Now, let's start the hardware-in-the-loop testing. Briefly, let's quickly let's just recap on its advantages. We can resue models at different levels of fidelity. We can do automatic code generation.

And then we'll be using-- we can use Simulink and Speedgoat hardware together with validation and verification tools, such as Simulink test. And we can use HIL testing with switching dynamics up to 5 kilohertz with the CPU. And we can go much higher when we go to the FPGA.

In this case, we'll be using 5 kilohertz. So we have our Simulink model ready. Here we have hardware-in-the-loop, the model that we'll be using for hardware-in-the-loop testing. We have the scope from the oscilloscope with two PWM faces.

The green line is going to be the voltage measured from the inverter. And the orange line is going to be the current. These are all measurements taken from the PicoScope with the interfaces between the microcontroller and the performance target machine.

So we initially had our desktop simulation, but that's not the controller in our desktop simulation. But as it is now in a microcontroller, we replace it with Speedgoat driver blocks. Here we have the analog, SPI communication, and PWM capture.

The different blocks, the different colors represent the different sample times. The green represents the controller sample time. And the red represents the plan simulation sample time. The plan simulation sample time is much faster than the controller sample time in order to capture the switching dynamics.

We are running at 33 kilohertz. Now we deploy. And we're generating code to the Speedgoat target machine, which is already connected to the Texas Instruments microcontroller via these two cables to the performance target machine. We we're measuring all the signals in between-- four signals in between using a PicoScope.

So let's start the simulation. Initially, we're disconnected from the grid. A second end will be connecting. We can see the two phases of PWM and the voltage of the inverter.

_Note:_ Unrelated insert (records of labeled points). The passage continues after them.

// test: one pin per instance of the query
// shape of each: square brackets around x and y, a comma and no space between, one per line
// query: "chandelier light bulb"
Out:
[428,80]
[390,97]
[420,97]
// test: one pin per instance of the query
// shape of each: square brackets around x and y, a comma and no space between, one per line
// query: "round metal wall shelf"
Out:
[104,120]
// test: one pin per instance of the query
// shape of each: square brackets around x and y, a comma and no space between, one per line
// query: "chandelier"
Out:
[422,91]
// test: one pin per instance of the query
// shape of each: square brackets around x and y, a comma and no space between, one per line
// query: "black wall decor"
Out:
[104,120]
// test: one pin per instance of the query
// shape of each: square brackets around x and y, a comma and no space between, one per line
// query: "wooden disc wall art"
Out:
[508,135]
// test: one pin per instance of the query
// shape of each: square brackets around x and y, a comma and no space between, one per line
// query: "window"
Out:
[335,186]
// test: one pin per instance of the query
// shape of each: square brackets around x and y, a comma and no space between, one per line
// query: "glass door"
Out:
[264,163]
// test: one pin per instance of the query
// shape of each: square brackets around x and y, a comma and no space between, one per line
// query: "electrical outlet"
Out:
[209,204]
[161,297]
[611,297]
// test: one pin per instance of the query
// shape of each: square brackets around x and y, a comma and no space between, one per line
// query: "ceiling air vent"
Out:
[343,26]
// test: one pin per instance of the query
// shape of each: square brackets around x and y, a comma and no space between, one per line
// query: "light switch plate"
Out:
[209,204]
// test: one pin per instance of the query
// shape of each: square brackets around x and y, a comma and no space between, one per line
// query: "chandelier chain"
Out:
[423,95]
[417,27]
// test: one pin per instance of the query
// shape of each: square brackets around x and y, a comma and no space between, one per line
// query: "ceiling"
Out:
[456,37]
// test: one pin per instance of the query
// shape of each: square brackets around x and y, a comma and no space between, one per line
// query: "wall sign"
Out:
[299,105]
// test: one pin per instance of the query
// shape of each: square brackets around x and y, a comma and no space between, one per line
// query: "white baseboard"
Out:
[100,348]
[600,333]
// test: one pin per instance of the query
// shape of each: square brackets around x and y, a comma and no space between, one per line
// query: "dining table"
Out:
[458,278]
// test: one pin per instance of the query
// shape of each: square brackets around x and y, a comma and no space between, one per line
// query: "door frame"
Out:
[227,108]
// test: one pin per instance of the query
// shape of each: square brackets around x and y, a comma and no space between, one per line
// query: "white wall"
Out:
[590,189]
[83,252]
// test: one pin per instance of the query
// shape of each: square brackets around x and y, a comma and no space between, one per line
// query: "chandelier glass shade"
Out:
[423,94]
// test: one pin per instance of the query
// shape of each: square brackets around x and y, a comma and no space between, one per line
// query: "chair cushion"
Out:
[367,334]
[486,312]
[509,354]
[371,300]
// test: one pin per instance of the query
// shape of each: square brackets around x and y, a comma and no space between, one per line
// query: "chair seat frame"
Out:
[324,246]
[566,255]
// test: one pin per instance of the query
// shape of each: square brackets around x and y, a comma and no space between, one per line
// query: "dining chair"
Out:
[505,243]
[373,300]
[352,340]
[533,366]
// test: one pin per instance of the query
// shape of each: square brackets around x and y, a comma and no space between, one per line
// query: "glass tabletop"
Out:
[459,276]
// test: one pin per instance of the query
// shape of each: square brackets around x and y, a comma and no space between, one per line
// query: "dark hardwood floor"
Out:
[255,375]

After 10 seconds, we see that the current increases as we connect it to the grid. And we're starting to generate to provide energy from the solar panels. As irradiance reduces, the current also reduces, and it goes back up as the irradiance increases again.

If we zoom in with the PicoScope, we can see the PWM switching. And in the background we have the 60 Hertz signal.

If we go inside the inverter model and we measure the current, we can see the switching dynamics of the current. These oscillations have a 200 millisecond period that is corresponding to the 5 kilohertz switching of the PWM.

To summarize, we have shown how to develop a controller for a grid tie solar inverter. We used Simulink and Speedgoat hardware to design this controller. And we were able to reuse the models between desktop simulation and hardware-in-the-loop testing.

These models, we were able to generate C and HDL code automatically from Simulink and Simscape Electrical. And finally, as a third take away, that you can use hardware-in-the-loop testing to test not only normal operating conditions, but also fault conditions such as fault Fault-Ride Through.